Débarqués sur l’Atlantide
Le spectre d’un hangar se profile sur la vase.
Le pays a coulé, mais qu’importe aux matelots
depuis que cette guerre n’en finit pas
et que l’empire même a volé en morceaux.
Il ne reste que la vue depuis la cantine d’hôtel.
Les canots se balancent. Entre les rideaux l’hiver
se faufile, plus sombre que les vitres
éclaboussées de béton, assaisonnées de terre.
Toujours aussi trapu le phare rouge ;
la forteresse se devine à peine,
sur la jetée les mouettes se bagarrent, plus robustes
que la fonte, la pierre et bien sûr que nous-mêmes.
Arrête-toi, plisse les yeux. Tes pas s’enfoncent dans le sable
des ruelles. La vue brusquement s’enfièvre.
Nous n’allons pas nous croiser. Mais qu’importe –
la baie est étouffante et une ère s’achève.

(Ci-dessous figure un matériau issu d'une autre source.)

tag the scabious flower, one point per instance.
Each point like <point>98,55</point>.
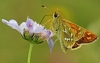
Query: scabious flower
<point>32,32</point>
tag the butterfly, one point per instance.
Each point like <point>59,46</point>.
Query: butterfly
<point>71,36</point>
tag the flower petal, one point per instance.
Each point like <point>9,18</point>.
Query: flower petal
<point>50,43</point>
<point>38,28</point>
<point>29,24</point>
<point>22,27</point>
<point>12,23</point>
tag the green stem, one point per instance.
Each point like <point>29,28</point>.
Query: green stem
<point>29,53</point>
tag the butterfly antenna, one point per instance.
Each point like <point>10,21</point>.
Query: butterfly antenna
<point>45,15</point>
<point>47,8</point>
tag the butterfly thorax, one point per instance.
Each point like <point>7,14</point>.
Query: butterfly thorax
<point>63,31</point>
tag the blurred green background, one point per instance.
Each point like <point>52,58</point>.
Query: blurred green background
<point>14,49</point>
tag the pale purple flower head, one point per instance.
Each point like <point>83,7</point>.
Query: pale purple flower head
<point>31,31</point>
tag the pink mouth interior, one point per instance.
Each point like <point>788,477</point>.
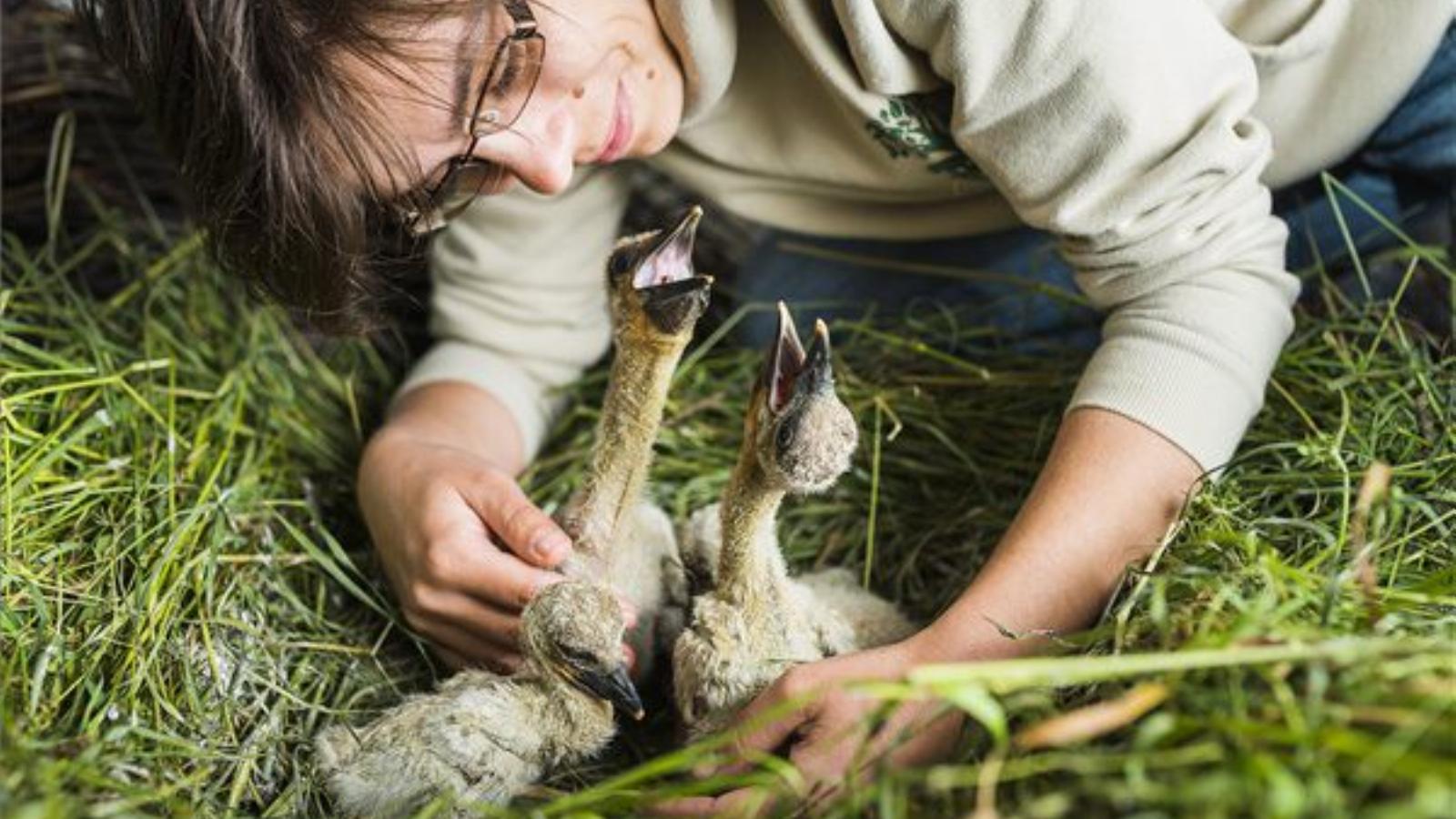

Blé de vache, chardon, linnée boréale.
Un humide reflet sur le métal troué.
Nous nous apercevons, tels que nous voit le Tout-puissant :
séparés par un abîme mais presque rapprochés
au seuil de cette mer où les bas-fonds s’érodent,
où comme un ruban funèbre s’estompe le chenal,
mais sous nos paumes tremblotent encore
novembre miséreux, la grammaire, une flamme.
Ghetto
Nous reviendrons ici. La paix y règne.
Tant de maisons. Tout y a été
compté, pesé et divisé
par la simplicité du charbon.
La forfaiture
s’est imprimée sur la vitre des journaux,
infiltrée sous la fente jaune des portes,
elle a blanchi les brassards, aboli l’espace
et l’encre, alourdi les nasses.
Ah, les pensées de l’enfant, la frêle maison,
les fleuves ensablés, les montagnes de carton !
La mort n’existe pas, ni le Jugement.
Flammes et sable lèchent les fenêtres.
Selon le droit non pas juif ou romain,
mais le dernier qui nous fut donné,
nous ne sommes que des lettres, fable et légende.
Un lambeau de papier. Un peu de cendre.